Adoption isn’t everything
Fitting a logistic function to estimates of Bitcoin holders is no more a model than a power law or S2F ratio, but it provides the theoretical foundation for a model that helps explain the exponential trend in Bitcoin prices’ growth over the last decade while rapid adoption was taking place. A fuller model should better explain the “wiggles” along that trend with fundamental variables associated with economic and political conditions, which my full epidemiological model does, as shown in Figure 4. The advantage of embedding “pandemic” adoption within a structural model of Bitcoin’s macroeconomic drivers is that it not only captures exponential demand effects during adoption (and gives you an estimate of how far through adoption we are), it isolates the additive effects of macro variables that help explain both past “wiggles” and future price dynamics once we reach full adoption and the end of halvings.
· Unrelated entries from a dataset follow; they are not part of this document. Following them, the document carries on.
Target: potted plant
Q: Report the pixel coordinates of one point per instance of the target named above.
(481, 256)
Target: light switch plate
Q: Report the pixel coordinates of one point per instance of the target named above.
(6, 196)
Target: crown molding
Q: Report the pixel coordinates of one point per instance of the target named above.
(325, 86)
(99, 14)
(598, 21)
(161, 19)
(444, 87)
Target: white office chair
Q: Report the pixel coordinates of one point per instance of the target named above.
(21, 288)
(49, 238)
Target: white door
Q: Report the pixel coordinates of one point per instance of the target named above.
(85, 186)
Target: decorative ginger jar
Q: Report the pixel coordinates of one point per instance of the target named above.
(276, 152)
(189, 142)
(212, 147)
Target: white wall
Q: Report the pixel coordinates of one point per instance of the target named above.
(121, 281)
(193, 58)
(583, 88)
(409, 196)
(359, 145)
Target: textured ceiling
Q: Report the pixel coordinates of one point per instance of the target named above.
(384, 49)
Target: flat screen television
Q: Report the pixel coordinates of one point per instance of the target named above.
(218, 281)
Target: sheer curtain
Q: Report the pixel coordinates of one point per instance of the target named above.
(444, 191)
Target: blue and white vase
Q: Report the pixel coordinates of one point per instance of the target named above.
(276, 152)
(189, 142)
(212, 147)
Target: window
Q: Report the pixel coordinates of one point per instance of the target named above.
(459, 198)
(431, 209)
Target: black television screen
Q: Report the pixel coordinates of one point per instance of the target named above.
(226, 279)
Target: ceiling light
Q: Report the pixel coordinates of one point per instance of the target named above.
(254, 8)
“Nothing stops this train”
Among the variables included in my model to explain Bitcoin’s price dynamics are changes in the Fed’s balance sheet and US fiscal deficits. The latter are a specific focus of the high priestess of Bitcoin and master of memes, Lyn Alden, who has popularized the mantra “nothing stops this train” in reference to the unsustainability of US fiscal expenditures. According to the Alden view, unsustainable fiscal paths in most major economies, including the world reserve currency issuers, the US, are not correctable and will eventually be monetized — governments will print money to fund deficits — causing hyperinflations that will push citizens everywhere to Bitcoin or other cryptocurrencies. While I strongly share Ms. Alden’s concerns about global debt sustainability and the US in specific, perhaps because I’ve lived through other such panics about US finances, I don’t think they’re uncorrectable and, as I’ve written, the US has compelling geopolitical interests in avoiding both debt monetization and default.
The ultimate irony
Ironically, I think Bitcoin holders have far more to fear from US default or monetization than stand to benefit from it. Indeed, in my view, Bitcoin only has long-run value because the US now endorses cryptocurrencies as independent payment rails and that a US default or debt monetization would lead to Bitcoin seizures and transaction bans (as China has). The US adoption of crypto payment rails to block China’s efforts to capture third countries within its proprietary payment systems requires the US to not only accept but protect crypto as a tool of dollar hegemony. But if the US ever required debt monetization or default, it would immediately ban crypto payments — and likely seize “illegal” cryptocurrency holdings — just as Franklin Delano Roosevelt’s government banned private gold holdings when it devalued the dollar by 50% in 1933.
They have guns
Crypto believers like to believe that their “digital gold” stored on private wallets and slipping across borders like electronic quicksilver will be immune from such actions. It won’t. The sovereign always wins and in the long run no government is going to yield its monopoly over seigniorage willingly. Hence, why governments through time have been able to use monetization as a means of debt finance in times of trouble. Even amid the worst hyperinflations in history, most people have been trapped using government-issued currency, not because they were foolish or lacked alternatives, but because their governments had guns (or spears) and enforced the use of their currency in most transactions. Taxes will be required in government-issued scrip, banking licenses will enforce use of government currency, ditto medical licenses, permits to rent or sell property, or even run a grocery store. What good will your Bitcoin be if you can’t buy food, pay rent or get healthcare with it, and risk arrest just for owning it? You don’t have to imagine it: it’s life today in China. Cryptocurrencies are increasingly traceable and all the on- and off-ramps to the financial system can be controlled. You won’t escape.